About Al-Shouf Cedar Reserve
The largest of Lebanon nature reserves, Al-Shouf Cedar Nature Reserve stretches from Dahr Al-Baidar in the north to Niha Mountain in the south. blanketed with oak forests on its northeastern slopes and juniper and oak forests on its southeastern slopes the reserves most famous attractions are its three magnificent cedar forests of Maasser Al-Shouf , Barouk and Ain Zhalta – Bmohary . These Cedar forests account for a quarter of the remaining cedar forest in Lebanon , and some tress are estimated to be 2,000 years old. The size of the reserve makes it a good location for the conservation of medium size mammals such as the wolf and the Lebanese jungle cat, as well as various species of mountain and plants.
The Al-Shouf Cedar Nature Reserve is a popular destination for hiking and trekking, with trails matching all levels of fitness. Bird watching, mountain biking and snow shoeing are also popular. From the summit of the rugged mountains, visitors will have a panoramic view of the countryside, eastward to the Beqaa Valley and Qaraoun Lake, and westward toward the Mediterranean.

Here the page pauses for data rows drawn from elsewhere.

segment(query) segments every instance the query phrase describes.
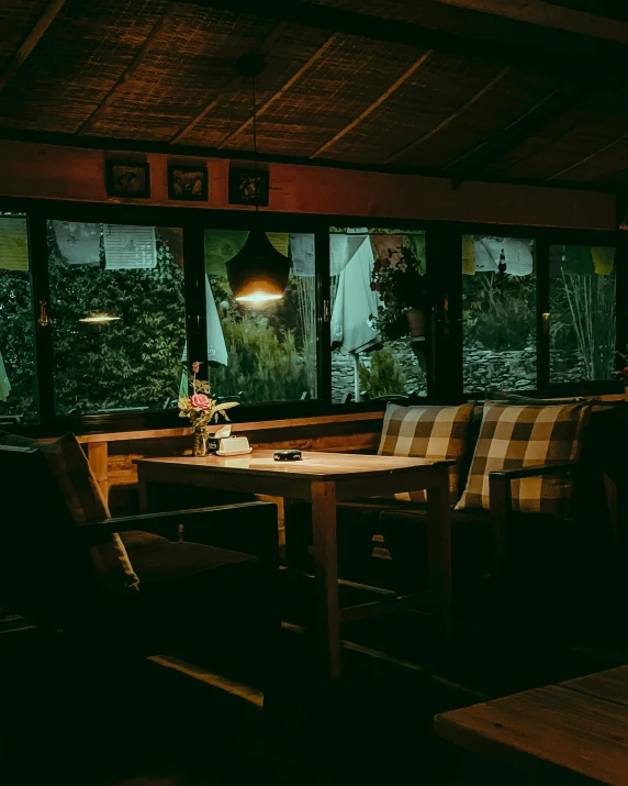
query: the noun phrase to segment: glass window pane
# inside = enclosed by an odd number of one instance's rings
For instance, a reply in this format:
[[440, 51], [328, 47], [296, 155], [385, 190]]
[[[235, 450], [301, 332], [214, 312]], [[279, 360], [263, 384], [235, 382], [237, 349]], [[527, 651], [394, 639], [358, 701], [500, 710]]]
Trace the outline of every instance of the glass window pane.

Government legislation, Law No. 532 of 24 July 1996 declared “The communal lands of Niha, Jbeih, Mreste, Khraibe, Maasser, Barouk, Bmohreh, Ain Dara, Ain Zhalta villages, in addition to the Government owned lands on the eastern side of Barouk Mountain” a Nature Reserve.

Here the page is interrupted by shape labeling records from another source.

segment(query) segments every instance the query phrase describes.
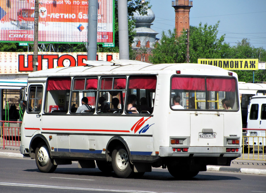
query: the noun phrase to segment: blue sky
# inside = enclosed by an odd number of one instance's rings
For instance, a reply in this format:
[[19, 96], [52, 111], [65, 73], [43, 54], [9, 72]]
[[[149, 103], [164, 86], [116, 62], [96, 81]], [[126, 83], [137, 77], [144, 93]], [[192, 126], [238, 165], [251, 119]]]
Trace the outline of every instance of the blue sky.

The Al-Shouf Cedar Nature Reserve is under the authority of the Lebanese Ministry of Environment (MOE), which manages it through the Appointed Protected Area Committee (APAC) that includes among its members the Al-Shouf Cedar Society (ACS), the Mayors of the larger villages, and independent environment experts. APAC liaises with the reserve?s Management Team, which deals with the Reserve?s day-to-day management and planning.

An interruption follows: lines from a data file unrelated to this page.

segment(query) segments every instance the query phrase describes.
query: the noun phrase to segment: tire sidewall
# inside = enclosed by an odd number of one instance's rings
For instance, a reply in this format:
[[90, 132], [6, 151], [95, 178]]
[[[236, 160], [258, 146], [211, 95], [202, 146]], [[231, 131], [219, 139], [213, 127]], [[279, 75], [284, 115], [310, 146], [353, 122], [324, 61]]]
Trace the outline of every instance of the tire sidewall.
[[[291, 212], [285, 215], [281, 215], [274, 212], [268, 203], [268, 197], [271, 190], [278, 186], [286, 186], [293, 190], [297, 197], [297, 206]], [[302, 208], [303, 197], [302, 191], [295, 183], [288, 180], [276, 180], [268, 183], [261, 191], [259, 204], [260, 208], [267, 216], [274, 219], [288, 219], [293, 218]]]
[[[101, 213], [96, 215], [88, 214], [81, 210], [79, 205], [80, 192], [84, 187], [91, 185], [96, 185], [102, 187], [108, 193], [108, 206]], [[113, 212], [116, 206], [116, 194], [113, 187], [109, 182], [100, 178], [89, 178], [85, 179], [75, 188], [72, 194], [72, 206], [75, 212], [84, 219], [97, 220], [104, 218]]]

In addition to the Ministry of Environment, the following government agencies have roles and responsibilities that impact on the environment and the Shouf Cedar Nature Reserve:
- The Ministry of Public Works is responsible for the Kefraya-Maasser Shouf road which passes through the SBR
- The Department of Antiquities has jurisdiction over the antiquities and ancient ruins in the SBR
- The Ministry of Information and the Maasser Municipality have authority over the T.V. transmitters in the SBR
- The Barouk Water Office has authority over water rights, especially the Barouk water, in the Shouf area.
The SBR needs the cooperation of all government and non-government sectors in order to fulfill its goal of conserving the natural and cultural heritage of the region, while also enhancing the well being and income of the inhabitants of the villages surrounding the SBR. This can only be accomplished through the application of laws and regulations across and between the various jurisdictions within the SBR.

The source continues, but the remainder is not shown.